16. A system according to claim 14, wherein whether the smoothed time of flight distance signal is greater than or less than the distance estimate signal is determined based on the value of smoothed time of flight distance signal at the substantially the same instant in time when a human step is detected.
17. A system according to claim 14, wherein whether the smoothed time of flight distance signal is greater than or less than the distance estimate signal is determined based on an average of the smoothed time of flight distance signal as generated over a predetermined period of time before the detection of the human step.
18. A system according to claim 14, wherein the distance filter detects a human step by examining the smoothed accelerometer signal for the occurrence of two serial local peaks, each of which exceeds a predetermined amplitude, within a predetermined range of time periods indicative of human gait.
19. A system according to claim 18, wherein the distance filter detects a human step by examining the smoothed accelerometer signal for a slope within a predetermined range of slopes indicative of human gait.
20. A system according to claim 11, wherein the value of the distance estimate signal is changed by a different predetermined quantum depending on whether the distance estimate signal is being increased or decreased, and wherein the predetermined quantum by which the distance estimate signal is increased is lower than the predetermined quantum by which the distance estimate signal is decreased.

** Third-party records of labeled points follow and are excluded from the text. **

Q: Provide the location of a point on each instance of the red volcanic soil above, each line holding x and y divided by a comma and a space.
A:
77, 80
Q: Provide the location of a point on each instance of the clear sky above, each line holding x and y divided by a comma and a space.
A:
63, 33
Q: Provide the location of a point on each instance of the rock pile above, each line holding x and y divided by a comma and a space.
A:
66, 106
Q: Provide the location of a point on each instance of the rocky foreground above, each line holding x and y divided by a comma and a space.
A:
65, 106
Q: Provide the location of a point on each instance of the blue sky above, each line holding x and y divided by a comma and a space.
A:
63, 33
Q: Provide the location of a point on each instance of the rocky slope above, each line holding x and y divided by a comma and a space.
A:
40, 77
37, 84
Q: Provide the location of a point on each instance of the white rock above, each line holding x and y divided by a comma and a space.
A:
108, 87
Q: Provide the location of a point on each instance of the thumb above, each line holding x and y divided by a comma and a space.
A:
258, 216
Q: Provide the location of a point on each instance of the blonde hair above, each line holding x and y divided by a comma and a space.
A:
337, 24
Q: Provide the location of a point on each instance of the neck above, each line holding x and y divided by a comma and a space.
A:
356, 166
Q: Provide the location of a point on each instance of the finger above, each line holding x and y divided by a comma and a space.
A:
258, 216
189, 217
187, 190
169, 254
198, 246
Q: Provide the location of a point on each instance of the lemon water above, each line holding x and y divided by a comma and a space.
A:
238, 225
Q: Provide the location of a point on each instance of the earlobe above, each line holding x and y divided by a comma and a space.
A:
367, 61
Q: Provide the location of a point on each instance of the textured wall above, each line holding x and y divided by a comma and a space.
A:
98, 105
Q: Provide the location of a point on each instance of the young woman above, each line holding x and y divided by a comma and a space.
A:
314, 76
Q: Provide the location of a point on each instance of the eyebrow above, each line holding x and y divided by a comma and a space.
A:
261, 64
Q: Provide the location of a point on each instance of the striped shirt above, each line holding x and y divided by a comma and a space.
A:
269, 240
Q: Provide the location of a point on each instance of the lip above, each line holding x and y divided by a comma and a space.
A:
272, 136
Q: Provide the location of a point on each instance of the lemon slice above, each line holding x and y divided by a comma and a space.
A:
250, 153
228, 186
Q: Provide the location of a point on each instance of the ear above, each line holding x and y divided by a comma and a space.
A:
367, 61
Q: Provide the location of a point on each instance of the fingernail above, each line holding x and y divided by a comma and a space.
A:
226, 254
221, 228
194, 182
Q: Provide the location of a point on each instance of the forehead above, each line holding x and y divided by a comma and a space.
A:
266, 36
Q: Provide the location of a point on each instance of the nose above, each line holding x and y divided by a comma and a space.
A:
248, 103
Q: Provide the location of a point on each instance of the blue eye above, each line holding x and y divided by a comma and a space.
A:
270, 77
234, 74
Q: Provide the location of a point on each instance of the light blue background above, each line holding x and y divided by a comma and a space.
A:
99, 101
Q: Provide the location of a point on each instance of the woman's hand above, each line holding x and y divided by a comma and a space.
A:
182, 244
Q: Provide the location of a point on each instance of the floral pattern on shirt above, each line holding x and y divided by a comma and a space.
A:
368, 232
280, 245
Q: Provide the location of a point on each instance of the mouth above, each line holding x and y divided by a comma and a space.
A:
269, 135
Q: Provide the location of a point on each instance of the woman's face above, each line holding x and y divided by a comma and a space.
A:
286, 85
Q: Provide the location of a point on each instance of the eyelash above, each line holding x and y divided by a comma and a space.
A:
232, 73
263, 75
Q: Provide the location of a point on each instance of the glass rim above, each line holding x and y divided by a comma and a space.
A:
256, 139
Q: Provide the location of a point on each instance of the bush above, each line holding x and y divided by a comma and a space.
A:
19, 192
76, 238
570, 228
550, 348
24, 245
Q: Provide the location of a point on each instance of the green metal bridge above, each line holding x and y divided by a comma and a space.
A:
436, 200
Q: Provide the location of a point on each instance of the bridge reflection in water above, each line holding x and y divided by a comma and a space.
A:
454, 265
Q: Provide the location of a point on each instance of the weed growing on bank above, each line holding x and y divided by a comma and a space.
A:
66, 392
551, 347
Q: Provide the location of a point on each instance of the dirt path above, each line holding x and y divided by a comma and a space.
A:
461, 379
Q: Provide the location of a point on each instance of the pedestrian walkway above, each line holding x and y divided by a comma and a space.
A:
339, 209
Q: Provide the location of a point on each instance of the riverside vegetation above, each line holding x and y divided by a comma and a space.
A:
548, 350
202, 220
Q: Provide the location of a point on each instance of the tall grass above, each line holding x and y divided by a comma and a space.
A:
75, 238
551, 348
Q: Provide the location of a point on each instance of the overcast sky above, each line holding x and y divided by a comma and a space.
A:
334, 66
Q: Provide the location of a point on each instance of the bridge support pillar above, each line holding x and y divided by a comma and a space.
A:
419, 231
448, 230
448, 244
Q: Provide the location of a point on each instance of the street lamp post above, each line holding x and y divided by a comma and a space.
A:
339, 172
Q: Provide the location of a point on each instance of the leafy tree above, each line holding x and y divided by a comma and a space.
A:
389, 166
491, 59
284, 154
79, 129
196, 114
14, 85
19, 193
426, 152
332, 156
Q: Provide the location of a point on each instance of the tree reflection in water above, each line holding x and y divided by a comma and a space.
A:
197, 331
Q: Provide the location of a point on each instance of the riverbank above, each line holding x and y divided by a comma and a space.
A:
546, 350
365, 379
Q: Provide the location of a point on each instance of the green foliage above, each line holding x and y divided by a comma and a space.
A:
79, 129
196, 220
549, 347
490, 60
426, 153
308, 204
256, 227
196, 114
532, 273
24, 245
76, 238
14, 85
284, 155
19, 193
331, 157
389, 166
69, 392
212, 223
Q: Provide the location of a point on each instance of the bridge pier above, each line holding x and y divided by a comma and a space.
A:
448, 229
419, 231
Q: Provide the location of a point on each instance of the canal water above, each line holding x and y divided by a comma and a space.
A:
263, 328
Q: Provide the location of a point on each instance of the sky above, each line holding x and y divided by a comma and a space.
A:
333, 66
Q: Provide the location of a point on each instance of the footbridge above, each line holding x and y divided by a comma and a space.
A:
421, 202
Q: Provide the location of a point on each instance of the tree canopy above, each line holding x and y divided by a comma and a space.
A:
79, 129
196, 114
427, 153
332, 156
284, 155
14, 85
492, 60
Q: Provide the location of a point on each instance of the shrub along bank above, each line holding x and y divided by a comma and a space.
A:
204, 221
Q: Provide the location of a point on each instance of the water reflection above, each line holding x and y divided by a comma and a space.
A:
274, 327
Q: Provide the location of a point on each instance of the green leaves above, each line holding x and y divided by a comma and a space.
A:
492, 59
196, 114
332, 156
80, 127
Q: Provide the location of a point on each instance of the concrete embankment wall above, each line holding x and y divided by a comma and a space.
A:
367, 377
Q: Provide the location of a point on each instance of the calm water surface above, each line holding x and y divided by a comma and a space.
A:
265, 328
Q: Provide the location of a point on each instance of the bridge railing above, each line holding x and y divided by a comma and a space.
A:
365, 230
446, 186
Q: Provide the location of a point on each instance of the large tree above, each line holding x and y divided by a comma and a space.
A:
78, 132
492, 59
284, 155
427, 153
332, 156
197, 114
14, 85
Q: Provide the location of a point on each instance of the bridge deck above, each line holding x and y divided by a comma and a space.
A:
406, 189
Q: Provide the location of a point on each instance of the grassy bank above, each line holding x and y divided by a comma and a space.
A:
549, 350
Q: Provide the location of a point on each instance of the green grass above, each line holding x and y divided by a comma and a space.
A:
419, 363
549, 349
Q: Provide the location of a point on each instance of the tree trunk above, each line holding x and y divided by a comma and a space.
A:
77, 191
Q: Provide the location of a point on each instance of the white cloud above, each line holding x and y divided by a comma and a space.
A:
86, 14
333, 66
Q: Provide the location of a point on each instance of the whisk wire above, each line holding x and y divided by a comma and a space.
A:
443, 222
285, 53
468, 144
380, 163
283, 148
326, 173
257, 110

21. A method of estimating a distance between a mobile node and a base station, said method comprising:
providing a display on the mobile node;
providing a time of flight subsystem including circuitry incorporated in the mobile node and the base station and generating a time of flight distance signal by periodically transmitting a time of flight signal between the mobile control node and the base station and measuring the time taken for transmission of the time of flight signal therebetween;
providing a radio signal strength subsystem including circuitry incorporated in the mobile node and the base station and generating an SSI distance signal based on a strength of a radio signal received by one of the mobile node and the base station;
providing an accelerometer on the mobile node and generating an accelerometer signal therewith;
fusing the SSI distance signal and the time of flight distance signal to generate a fused distance signal;
initializing the value of a distance estimate signal based on the fused distance signal;
detecting a human step based on variances in the accelerometer signal;
changing the value of the distance estimate signal by a predetermined quantum only upon detection of a human step, wherein the value of the distance estimate signal is increased by the predetermined quantum responsive to the fused distance signal being greater than the distance estimate signal and wherein the value is decreased by the predetermined quantum responsive to the fused distance signal being less than the distance estimate signal; and
periodically displaying the value of the distance estimate signal on the display.